Troy — Ouais, ça ne pourrait pas être mieux.

Moi — Je pense que j’ai enfin trouvé ma place dans l’univers. C’est ici, dans le sous-sol d’un club échangiste.

Troy — Il n’y a RIEN à changer !

Moi — Les pensées qui se bousculent toujours dans ma tête… il n’y en a plus… je n’ai plus peur de rien… tout le monde est… magnifique.

Troy — Toi, tu es magnifique.

Moi — Toi aussi. Tu existes et c’est ben en masse. Je me sens tellement lié à toi… et au reste du monde ! C’est une connexion cosmique !
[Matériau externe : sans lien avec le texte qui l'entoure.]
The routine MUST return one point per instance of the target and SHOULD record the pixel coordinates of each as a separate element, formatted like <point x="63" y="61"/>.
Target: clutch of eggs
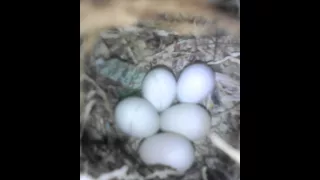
<point x="190" y="120"/>
<point x="168" y="149"/>
<point x="159" y="88"/>
<point x="137" y="117"/>
<point x="181" y="123"/>
<point x="195" y="83"/>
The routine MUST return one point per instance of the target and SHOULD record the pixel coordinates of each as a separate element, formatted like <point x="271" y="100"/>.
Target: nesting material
<point x="116" y="71"/>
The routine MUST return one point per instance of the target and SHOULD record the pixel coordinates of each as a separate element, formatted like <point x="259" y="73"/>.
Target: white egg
<point x="137" y="117"/>
<point x="168" y="149"/>
<point x="159" y="88"/>
<point x="190" y="120"/>
<point x="195" y="83"/>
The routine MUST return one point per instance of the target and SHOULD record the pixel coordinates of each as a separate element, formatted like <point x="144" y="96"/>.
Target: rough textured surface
<point x="114" y="70"/>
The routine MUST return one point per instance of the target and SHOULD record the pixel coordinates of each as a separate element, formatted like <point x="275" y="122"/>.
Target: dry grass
<point x="185" y="17"/>
<point x="105" y="153"/>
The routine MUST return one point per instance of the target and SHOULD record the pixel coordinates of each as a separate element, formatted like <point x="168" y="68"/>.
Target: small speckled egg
<point x="159" y="88"/>
<point x="137" y="117"/>
<point x="190" y="120"/>
<point x="195" y="83"/>
<point x="168" y="149"/>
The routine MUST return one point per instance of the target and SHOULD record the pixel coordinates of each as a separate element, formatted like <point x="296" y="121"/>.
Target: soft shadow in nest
<point x="100" y="153"/>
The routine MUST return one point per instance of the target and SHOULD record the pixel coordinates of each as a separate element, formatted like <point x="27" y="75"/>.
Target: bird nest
<point x="114" y="69"/>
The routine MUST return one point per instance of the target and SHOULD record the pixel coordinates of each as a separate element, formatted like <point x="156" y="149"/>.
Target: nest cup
<point x="114" y="70"/>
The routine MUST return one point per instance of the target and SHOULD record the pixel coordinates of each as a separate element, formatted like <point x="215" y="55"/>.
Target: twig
<point x="225" y="147"/>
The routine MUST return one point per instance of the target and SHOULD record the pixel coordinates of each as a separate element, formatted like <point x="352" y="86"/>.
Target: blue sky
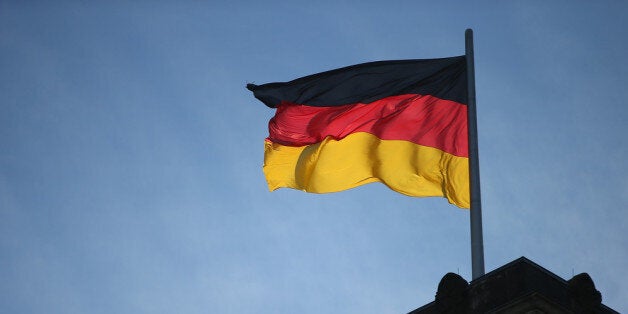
<point x="131" y="153"/>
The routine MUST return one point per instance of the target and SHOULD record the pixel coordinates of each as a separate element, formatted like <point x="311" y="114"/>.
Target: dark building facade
<point x="520" y="286"/>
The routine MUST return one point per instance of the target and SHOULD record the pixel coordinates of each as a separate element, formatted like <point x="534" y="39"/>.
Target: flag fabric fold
<point x="402" y="123"/>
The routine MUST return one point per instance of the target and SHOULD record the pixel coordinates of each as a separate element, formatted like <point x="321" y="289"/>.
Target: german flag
<point x="402" y="123"/>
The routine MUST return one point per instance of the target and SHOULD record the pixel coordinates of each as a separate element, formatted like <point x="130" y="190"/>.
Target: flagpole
<point x="477" y="243"/>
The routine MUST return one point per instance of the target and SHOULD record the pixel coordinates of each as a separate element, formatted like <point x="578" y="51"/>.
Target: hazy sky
<point x="131" y="154"/>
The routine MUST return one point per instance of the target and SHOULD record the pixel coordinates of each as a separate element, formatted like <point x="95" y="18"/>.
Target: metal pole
<point x="477" y="243"/>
Troy — Moi je me sens lié au sofa en querisse. Donne-moi un câlin !

Moi — GOD ! Je…. Oh ! C’est trop bon !

Troy — Je pense que je vais avoir un orgasme de coude.

Moi — Ton coude se contente d’exister et franchement, c’est parfait comme ça.

Troy — Hum… J’ai envie de bouger. Si on retournait en haut, pour aller danser ?

Moi — Ce serait parfait. Tout est parfait. (Je me lève avec lui.)

Troy — (À la dame qui se fait baiser devant nous.) Madame, vous êtes belle !

La Partouzarde — Hein ?

Moi — Vous existez et c’est correct de même !

(En montant l’escalier, je me rends compte que Troy a perdu toutes les flèches en plastique de son costume de Saint Sébastien.)

Moi — Troy ! Tes flèches… Tu ressembles à Jésus, maintenant ! Jésus au club échangiste !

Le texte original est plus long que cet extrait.